Presenters

Source

Postgres’ Path to Multi-Threading: A Complex Journey 🚀💡👨‍💻

PostgreSQL is a powerhouse database, but its architecture presents some interesting challenges when it comes to scaling performance. This presentation segment dives deep into the ambitious goal of transforming PostgreSQL into a truly multi-threaded database, outlining the challenges, proposed solutions, and current progress. The speaker emphasizes that this isn’t a simple task, requiring significant architectural changes and community effort.

The Core Problem & Proposed Solution: From Processes to Threads 🌐🛠️

Currently, PostgreSQL’s threading model is inefficient. It utilizes a process-per-socket model, meaning each incoming connection spawns a new process. This leads to significant context switching overhead as the operating system jumps between these processes. The speaker proposes a shift to a more efficient model where one thread runs per hardware core, maximizing CPU utilization – a common approach used by systems like SQL Server, Sybase, and many HPC environments.

Challenges and Tradeoffs: A Mountain to Climb ⛰️

The path to multi-threading isn’t straightforward.

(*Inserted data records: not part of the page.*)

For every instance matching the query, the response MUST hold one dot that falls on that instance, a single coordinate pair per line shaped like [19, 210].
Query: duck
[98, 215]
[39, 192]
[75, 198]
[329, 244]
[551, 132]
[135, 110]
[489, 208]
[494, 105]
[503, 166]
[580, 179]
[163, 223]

Several significant hurdles stand in the way:

  • Global Variable Dependence: PostgreSQL’s current architecture is heavily reliant on global variables representing transaction and session state. This is a major obstacle, as these variables need to be converted into thread-local variables to avoid data corruption and race conditions. A brilliant approach being pioneered by Heikki (whose public branch is crucial to this effort) is to classify these variables, allowing for more informed decisions about concurrency and future optimizations.
  • Complexity & Architectural Overhaul: Achieving the ultimate goal – a system where the executor is broken into small pieces runnable on a custom scheduler – is incredibly complex and not a starting point. It requires a complete architectural re-think.
  • Signal Usage: PostgreSQL’s reliance on signals for backend communication is problematic in a multi-threaded environment. The speaker advocates for replacing signals with a latch-based (and eventually interrupt-based) system for wakeups.
  • Cache Invalidation: Duplicated cache replacement mechanisms across backends lead to memory inefficiency. Sharing this data introduces complexity and is currently deferred.
  • Memory Contexts & DSM/DSA: Simplifying these memory management aspects is desirable but complex and likely delayed until a multi-process mode is phased out.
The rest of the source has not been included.